Marije Van Ettekoven est aussi une femme d’expérience : « J’ai commencé comme Floor par faire des rallyes à moto en 2008, j’ai appris à naviguer comme ça. En 2015 j’ai intégré une équipe camion et on a fait notre premier rallye avec un vieux DAF en 2016. Un équipage était prévu, mais comme je venais de la moto j’avais dit que si le navigateur était malade je pourrais le remplacer, et c’est exactement ce qui s’est passé. C’est comme cela que j’ai commencé et je n’ai jamais arrêté. Je l’ai fait avec mon compagnon et un mécanicien, on a connu beaucoup de problèmes, on a fait deux fois le Dakar, c’est mon troisième. J’ai beaucoup appris et c’est pour cela que je suis devenue mécanicienne dans cet équipage. Mais on a un gros secret : c’est Anja.
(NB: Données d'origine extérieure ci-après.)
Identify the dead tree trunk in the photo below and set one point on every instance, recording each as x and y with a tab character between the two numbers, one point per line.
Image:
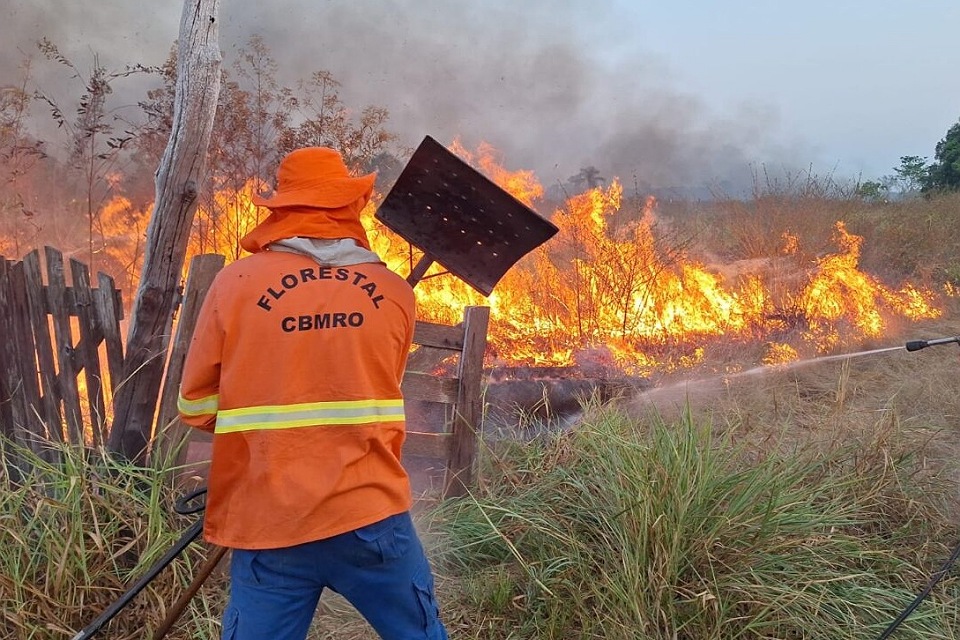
178	182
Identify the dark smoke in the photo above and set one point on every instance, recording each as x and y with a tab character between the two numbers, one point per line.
525	77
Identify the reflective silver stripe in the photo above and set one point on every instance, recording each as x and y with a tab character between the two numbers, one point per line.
311	414
198	407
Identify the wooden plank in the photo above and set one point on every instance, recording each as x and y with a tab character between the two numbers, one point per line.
23	385
430	388
10	410
63	334
87	348
429	445
172	433
439	336
46	363
109	313
466	419
8	382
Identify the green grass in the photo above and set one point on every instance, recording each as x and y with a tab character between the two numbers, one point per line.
668	530
75	534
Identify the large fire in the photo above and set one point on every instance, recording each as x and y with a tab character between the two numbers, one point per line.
607	288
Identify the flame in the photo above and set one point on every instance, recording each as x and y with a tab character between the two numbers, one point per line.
607	290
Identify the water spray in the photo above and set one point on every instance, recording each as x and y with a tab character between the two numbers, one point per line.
916	345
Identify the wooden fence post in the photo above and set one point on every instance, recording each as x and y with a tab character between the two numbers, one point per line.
171	434
469	408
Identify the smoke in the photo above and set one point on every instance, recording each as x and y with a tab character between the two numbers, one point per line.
554	89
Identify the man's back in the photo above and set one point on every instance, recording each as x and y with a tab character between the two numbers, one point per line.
309	421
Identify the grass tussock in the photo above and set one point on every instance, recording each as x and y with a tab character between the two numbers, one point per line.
660	530
76	533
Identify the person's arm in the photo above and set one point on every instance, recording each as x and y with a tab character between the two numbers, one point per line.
200	384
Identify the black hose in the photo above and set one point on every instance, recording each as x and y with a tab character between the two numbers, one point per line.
183	506
923	594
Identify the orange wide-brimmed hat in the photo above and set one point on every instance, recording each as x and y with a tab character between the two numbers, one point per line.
316	177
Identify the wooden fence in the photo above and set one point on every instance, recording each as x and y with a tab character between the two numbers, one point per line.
52	332
54	387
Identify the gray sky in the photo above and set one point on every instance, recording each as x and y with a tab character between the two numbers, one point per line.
663	94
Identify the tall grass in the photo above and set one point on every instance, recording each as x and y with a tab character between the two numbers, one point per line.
75	534
669	530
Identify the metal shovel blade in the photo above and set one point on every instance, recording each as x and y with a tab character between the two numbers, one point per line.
459	218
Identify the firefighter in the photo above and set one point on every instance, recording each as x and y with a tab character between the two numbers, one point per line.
295	368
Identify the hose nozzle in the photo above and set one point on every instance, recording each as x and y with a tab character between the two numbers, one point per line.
916	345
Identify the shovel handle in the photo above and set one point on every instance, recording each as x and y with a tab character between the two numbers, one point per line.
178	607
189	536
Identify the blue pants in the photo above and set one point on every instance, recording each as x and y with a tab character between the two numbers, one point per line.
380	569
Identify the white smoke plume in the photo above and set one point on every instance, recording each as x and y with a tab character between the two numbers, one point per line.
526	77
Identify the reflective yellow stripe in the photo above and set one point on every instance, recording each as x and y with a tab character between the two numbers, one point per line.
309	414
198	407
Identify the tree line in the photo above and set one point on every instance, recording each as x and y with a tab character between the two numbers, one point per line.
93	178
916	175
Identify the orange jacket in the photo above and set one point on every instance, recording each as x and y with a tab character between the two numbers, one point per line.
296	369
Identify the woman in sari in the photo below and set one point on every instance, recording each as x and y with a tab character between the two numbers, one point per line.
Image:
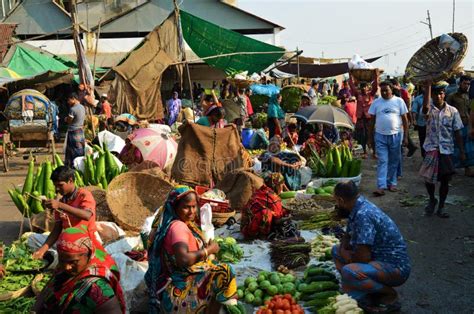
86	279
264	208
286	163
181	278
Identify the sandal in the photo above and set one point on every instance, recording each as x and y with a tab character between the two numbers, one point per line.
379	193
429	209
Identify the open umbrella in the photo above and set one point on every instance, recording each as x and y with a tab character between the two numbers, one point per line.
155	145
331	115
305	112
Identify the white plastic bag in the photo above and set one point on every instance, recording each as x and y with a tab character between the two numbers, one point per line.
206	222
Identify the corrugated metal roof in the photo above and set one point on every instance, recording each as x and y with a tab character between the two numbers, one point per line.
144	18
6	32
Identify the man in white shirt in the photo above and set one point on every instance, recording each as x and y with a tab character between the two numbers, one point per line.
389	118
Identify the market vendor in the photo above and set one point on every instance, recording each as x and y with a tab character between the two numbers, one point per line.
286	163
130	154
264	208
181	277
372	257
275	116
76	207
75	142
86	281
214	117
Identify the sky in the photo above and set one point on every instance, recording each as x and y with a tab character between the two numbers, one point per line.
342	28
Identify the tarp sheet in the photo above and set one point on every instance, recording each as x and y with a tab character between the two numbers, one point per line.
319	70
136	86
207	39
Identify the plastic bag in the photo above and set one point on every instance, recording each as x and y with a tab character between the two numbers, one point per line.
206	222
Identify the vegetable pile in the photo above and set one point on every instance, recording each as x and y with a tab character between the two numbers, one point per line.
339	163
99	171
318	287
322	246
268	284
342	304
12	282
21	305
320	221
229	250
291	253
281	304
18	258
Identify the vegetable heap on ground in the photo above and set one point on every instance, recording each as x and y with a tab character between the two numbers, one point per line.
268	284
229	250
292	252
339	163
21	305
318	287
18	258
322	245
281	304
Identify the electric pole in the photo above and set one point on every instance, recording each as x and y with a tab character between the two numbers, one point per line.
429	23
454	9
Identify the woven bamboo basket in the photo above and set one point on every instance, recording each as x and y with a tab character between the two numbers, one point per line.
364	75
14	294
433	63
134	196
34	284
219	219
102	210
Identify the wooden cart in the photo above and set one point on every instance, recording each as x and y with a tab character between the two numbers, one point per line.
34	131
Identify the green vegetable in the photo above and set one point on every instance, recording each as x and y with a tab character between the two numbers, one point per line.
58	161
29	181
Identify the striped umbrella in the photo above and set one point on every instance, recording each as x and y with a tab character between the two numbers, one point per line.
8	73
155	145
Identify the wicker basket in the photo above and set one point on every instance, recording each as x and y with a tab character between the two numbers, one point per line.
433	63
364	75
134	196
219	219
102	210
14	294
34	284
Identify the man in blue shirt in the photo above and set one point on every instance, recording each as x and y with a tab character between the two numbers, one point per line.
372	257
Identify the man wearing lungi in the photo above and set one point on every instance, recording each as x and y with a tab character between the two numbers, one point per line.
75	142
443	125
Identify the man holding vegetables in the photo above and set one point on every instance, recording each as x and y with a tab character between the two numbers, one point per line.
76	207
372	257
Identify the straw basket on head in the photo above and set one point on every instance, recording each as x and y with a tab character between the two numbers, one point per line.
364	75
134	196
432	62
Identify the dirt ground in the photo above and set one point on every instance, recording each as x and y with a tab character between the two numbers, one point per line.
441	250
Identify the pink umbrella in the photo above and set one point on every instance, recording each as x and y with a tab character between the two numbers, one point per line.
155	146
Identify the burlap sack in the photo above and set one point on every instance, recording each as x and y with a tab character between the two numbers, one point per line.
239	186
206	154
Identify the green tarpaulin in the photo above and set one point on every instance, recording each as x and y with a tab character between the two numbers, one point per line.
29	61
207	39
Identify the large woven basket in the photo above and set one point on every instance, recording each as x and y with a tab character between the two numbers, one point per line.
433	63
134	196
364	75
102	210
Nous n’avons pas crevé jusqu’ici, juste une crevaison lente que nous avons pu gérer et ramener jusqu’au bivouac. Elle est très douée dans les pierres. Mais je sais que nous sommes capables de le faire à toutes les trois, d’ailleurs aucun team ne confie ça à une seule personne. C’est surtout une perte de temps et d’énergie, mais je pense qu’en vingt minutes on serait capable de le faire. Il faut conduire si vite pour rattraper vingt minutes que cela vaut le coup de ralentir dans certains passages pour préserver les pneus et ces précieuses minutes. Et pour ça, Anja est une championne. »  

Anja est la tête d’affiche de l’équipage. La petit blonde aux yeux clairs et transperçant, pour laquelle 99% des hommes de la planète s’arrêteraient pour l’aider à changer une roue crevée, se transforme lorsqu’elle enfile sa combinaison jaune et noir. Aussi discrète à terre que communicante une fois perchée dans sa cabine, Anja est devenue en une édition le canari qui chante et égaye l’atmosphère. « On s’éclate dans la cabine. Tous les matins ont met l’ambiance. Les gens du départ sont heureux quand ils nous voient, on essaye de donner le sourire aux gens quand on part, on aime ça et on le doit bien aux volontaires de l’organisation qui restent des heures et des heures à donner les départs. » Marije, installée en retrait dans l’habitacle est multitâches : « je suis mécanicienne et DJ, mais je dois aussi nourrir Floor, faire un peu de cuisine ! »

La grande de la bande a acheté une paire de petites enceintes aimantées qui crachent de la « house music » hollandaise au départ. Anja distribue des casquettes, la banane jusqu’au casque. Elles sont le sourire de cette 46e édition, mais elles s’agacent aussi que le cri de Floor lorsque leur camion s’est couché dans le sable dans une manœuvre d’évitement parfaitement exécuté par Anja ait fait le tour des réseaux sociaux. Marije ne rigole plus lorsqu’elle explique le contexte d’un des buzz de ce Dakar : « la séquence a été extraite de son contexte alors que l’on a plein de caméras embarquées qui montrent comment Anja a évité un accident à quelques centimètres près. Tout ce que l’on voit, ce sont trois femmes qui crient, que l’on croient apeurées par le crash. C’est rabaissant. »

Marije n’a pas besoin de monter dans la cabine pour prendre de la hauteur et trancher: « Rallier l’arrivée et ramener la médaille à la maison, je pense que ce sera assez historique pour trois femmes dans un camion ».